Dworcika   Fantasmagoria
29 lipca 2011 14:20
Ja co chwilę słyszę, że T. chce (i kiedyś NA PEWNO!) nauczyć się jeździć. Bez jakichś tam cudów, ale na tyle, żebyśmy mogli sobie od czasu do czasu pojechać razem na wycieczkę 😉
Szkoda, że ciągle coś stoi na drodze do szczęścia :[ Obecnie mamy za sobą wdrapanie się na konia w celu zdjęciowym, futrowanie go marchewkami i cukierasami i zachwyt jaki on jest strasznie fajny (bo koń tirsy25 jest cudny 😍 ). Bakster najwyraźniej również uznał T. za wartościowy element krajobrazu, co zobrazował wylizaniem go od pasa w górę 😁
Moj maz i ja  😍 😍

On nie ma na szczescie nic wspolnego z konmi, ale mamy inna wspolna pasje, ktora podzielamy. To daje mi szanse na oderwanie sie od koni i pracy, inaczej chyba bym zwariowala.
Anka: Miło widzieć, że jest nas więcej!  😀  Nas, czyli ludzi dla których mroczno-rockowe klimaty są najbliże sercu.
Julie my metalowcy sercem i dusza. 🙂 wrosnieci w to na zawsze.
No proszę... ja też stara "metalistka" jestem, a moja druga połowa może nie do końca metal, ale zdecydowanie woli cięższe, alternatywne brzmienia.
Chociaż glanów już nie noszę (nadal mam gdzieś w szafie) i wyłącznie na czarno się już nie ubieram, włosów na czarno też już nie farbuję...
Zrobiłam się mniej ortodoksyjna, inną muzyką, jeśli dobra, też już nie gardzę.
No ale "wrośnięta" czuję się nadal i tak już na pewno zostanie.
Ja glany, conversy, skore i koszulki z zespolami nadal nosze, wlosy czarne lub fioletowe mam. Spodniczke czy buty na obcasac tez zaloze, ale wszystko w klimacie zachowane. Slucham wszystkiego od heavy do death, czasem cos rockowego tez, w zaleznosci od nastroju nawet klasyczna muzyka leci. 😉
Dla mnie to jest sposob na zycie, wiec nie ma opcji schowania ciuchow do szafy.  😎 Czasem mi mowia, ze za stara na to jestem, ale naszym mottem jest "NEVER TOO OLD TO ROCK" i niech tak pozostanie.
Zgadza się!

(Przepraszamy za mały offtopic  :kwiatek: )
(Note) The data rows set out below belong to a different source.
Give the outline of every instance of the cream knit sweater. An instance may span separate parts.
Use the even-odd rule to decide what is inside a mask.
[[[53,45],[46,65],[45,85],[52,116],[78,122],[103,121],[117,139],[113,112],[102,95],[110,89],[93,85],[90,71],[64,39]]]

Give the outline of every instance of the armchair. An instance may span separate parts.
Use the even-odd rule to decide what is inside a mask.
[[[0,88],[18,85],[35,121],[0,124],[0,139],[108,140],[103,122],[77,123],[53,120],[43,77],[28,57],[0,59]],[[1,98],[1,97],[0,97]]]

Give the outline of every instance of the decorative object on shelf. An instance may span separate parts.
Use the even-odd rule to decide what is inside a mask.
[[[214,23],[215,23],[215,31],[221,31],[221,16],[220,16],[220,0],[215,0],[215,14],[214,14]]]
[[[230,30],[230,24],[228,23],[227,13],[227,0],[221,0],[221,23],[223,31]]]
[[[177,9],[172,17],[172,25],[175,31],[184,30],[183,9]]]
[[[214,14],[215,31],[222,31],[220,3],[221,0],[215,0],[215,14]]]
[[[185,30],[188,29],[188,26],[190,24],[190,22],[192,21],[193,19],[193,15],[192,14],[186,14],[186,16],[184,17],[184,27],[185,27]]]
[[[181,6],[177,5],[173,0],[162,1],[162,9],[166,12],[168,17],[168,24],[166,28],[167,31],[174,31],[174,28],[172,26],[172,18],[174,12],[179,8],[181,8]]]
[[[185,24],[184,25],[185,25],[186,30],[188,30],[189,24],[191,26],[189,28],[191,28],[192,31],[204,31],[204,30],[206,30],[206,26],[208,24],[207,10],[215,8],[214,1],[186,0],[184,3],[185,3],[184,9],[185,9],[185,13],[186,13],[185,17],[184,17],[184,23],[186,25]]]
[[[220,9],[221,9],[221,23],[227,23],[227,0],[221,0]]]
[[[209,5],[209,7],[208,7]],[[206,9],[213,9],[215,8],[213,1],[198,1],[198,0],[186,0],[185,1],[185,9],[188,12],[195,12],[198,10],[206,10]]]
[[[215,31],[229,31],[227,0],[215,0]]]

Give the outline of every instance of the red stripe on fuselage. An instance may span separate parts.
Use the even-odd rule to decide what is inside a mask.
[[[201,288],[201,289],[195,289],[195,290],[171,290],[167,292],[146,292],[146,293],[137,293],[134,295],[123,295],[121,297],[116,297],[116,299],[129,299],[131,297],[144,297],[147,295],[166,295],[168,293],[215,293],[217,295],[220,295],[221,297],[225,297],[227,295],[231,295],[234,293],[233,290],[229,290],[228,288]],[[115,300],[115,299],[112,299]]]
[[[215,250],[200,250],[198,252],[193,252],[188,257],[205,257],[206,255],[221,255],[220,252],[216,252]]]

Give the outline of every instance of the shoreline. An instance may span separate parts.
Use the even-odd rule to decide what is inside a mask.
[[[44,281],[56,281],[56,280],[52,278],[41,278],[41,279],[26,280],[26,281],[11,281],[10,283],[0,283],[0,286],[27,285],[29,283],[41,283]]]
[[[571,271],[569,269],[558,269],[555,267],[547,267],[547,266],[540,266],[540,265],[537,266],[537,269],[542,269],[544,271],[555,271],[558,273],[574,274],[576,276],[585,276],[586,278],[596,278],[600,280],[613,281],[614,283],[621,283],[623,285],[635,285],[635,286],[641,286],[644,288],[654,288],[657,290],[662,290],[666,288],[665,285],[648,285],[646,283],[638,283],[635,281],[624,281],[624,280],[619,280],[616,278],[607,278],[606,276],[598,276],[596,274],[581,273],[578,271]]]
wlasnie wrocilismy ze wspolnych wakacji. to juz 2,5 roku  🤔 nie wiem kiedy to minęło a jest coraz lepiej  😵  😍



galopada_, ale wam doobrze! Gdzie to jest? Fajna połówka 🙂
Jak już tak gadamy o połówkach i koniach, to mojego iChłopca też w ogóle nie ciągnie do jeździectwa. Ale o dziwo, ciągnie go do stajni. Oczywiście, ma to związek z przebywaniem na świeżym powietrzu, oderwaniu od pracy i zaduchu Warszawy, ale i tak, cała stajnia jest w szoku jaki jest dzielny (prawie każdy weekend jest ze mną w stajni, lub chociaż w któryś dzień weekendowy) i jaki wyrozumiały, bo tajemnicą nie jest, jak strasznie Czardasza rozpuszczam, hołubię, tulę , wychwalam i deklaruje miłość dozgonną. Nie raz nie dwa usłyszał, kto jest miłością mojego życia 😉 Ale... traktuje to z przymrużeniem oka, i mimo, że początki chłopcy mieli trudne (zazdrość! 😉), to jednak teraz całkiem się lubią. M daje cukierki i głaszcze... nie jeździ, nie bierze na myjkę, nigdy nie krzyknie. A Czardasz to docenia. Wręcz jest wobec laickiej nieporadności i niepewności iChłopca zaskakująco pobłażliwy. Nawet w warunkach zawodów, czyli  tłumu ludzi i koni!  😲 Ale na Czardasza wsiadać nie chce, a ja mu nie proponuje i nie zachęcam. Oni znają dynamikę swojej relacji najlepiej. Tymczasem ja jestem w szoku, jak przyjemnym jest towarzyszem: nie pogania, nie jęczy. A to z kimś pogada, a to mi  pomoże i np. Czardasza padok naprawi. Czasem siodło schowa, lub zamiecie słomę z kopyt. Wpasował się, naprawdę, przerażająco...  🤣

Tymczasem, o wilku mowa, a wilka nie ma. Więc oto mój M, i jego debiut w tym wątku  :kwiatek:


Dzionka tutaj akurat chorwacja. Jeszcze końsko:

Nie wyobrażam sobie, żeby mojej połówki nie pociągały konie. Nas to bardzo łączy, zawsze mamy o czym rozmawiać, razem jeździmy na zawody, nikt się nie nudzi. Całe dnie jesteśmy ze sobą, pracujemy razem i z końmi. Bardzo nam z tym dobrze 🙂 4 lata jesteśmy razem i oby nigdy nie było końca.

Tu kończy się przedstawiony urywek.